Saturday, June 24, 2006

Losing Julia

Losing Julia by Jonathan Hull is a good book, maybe bordering on a great book, that touches on some of life’s most important things; love, loss, finding meaning, art, growing old and dying.

The main characters are Julia, Patrick and Daniel. The story is set alternatively in the front lines of France during WWI where Patrick and Daniel fought side by side, Paris after the war where Patrick and Julia meet, and a nursing home where Patrick now lives.

Patrick and Daniel are both in love with Julia. Daniel is killed in the war, Patrick loses track of Julia and marries another woman – only to find Julia again on a visit to a memorial on the French battlefield where he and Daniel fought.
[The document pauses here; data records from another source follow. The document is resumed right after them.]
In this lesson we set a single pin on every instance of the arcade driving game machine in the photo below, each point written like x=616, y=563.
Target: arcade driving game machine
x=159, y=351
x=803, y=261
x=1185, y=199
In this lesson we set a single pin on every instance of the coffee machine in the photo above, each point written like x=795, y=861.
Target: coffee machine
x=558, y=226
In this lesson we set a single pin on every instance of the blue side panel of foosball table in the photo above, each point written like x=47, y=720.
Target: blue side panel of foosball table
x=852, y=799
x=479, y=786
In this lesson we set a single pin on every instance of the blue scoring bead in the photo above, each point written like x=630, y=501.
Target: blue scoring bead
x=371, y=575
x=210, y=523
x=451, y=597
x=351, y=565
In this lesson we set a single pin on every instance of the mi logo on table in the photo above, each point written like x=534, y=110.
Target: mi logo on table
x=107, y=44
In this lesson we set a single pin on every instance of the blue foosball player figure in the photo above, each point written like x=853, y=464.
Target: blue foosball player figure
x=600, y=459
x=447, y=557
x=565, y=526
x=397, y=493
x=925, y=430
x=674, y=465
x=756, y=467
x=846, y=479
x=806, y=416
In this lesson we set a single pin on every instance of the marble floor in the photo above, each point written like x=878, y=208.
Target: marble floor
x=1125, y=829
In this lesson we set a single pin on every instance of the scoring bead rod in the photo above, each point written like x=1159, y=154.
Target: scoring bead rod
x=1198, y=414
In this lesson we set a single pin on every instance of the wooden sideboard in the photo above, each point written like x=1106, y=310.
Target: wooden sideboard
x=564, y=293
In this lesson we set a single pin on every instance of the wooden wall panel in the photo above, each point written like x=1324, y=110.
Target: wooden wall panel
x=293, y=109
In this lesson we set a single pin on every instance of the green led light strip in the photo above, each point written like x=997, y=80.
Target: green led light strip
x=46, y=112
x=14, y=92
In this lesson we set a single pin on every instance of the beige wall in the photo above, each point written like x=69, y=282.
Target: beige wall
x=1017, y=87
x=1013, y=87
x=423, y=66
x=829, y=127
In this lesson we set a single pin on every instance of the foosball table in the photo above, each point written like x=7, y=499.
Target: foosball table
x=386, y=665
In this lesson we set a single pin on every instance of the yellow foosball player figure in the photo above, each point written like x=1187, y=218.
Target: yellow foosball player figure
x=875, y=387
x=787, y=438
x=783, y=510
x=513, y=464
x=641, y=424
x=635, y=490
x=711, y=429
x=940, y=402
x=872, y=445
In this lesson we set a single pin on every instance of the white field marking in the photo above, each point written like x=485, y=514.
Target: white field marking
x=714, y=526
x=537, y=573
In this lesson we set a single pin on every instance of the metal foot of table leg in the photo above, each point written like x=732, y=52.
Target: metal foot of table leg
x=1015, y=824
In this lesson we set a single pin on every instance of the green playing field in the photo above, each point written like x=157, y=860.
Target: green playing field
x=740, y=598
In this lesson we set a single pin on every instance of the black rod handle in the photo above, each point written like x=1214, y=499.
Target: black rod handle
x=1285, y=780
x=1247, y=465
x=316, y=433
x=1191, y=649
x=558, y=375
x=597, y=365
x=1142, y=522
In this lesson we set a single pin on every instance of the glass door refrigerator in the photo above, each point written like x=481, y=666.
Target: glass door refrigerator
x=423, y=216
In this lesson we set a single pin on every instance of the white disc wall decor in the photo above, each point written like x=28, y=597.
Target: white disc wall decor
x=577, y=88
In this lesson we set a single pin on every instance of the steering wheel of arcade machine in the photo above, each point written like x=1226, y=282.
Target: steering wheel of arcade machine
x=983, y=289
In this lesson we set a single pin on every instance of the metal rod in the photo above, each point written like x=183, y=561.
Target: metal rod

The most interesting thing about the book is the shifting between Patrick’s current state as an old man in a nursing home and his recollection of his young life as a soldier. In many ways he’s the same young man – now trapped in an old man’s body. He’s losing everything (as we all do) and lives his life remembering what once was. It’s a story about survival, hope, finding wholeness and meaning.

It’s not the sort of book I would generally pick up, but it was recommended to me, so I read it and found it very interesting, moving and well written. I’m really impressed at the ability of the young author to describe aging and war in such realistic terms.

I can’t summarize the book adequately, you need to read it to get a feel for the writing. I took the time to practice my typing skills and transcribe a few passages I liked from the book below.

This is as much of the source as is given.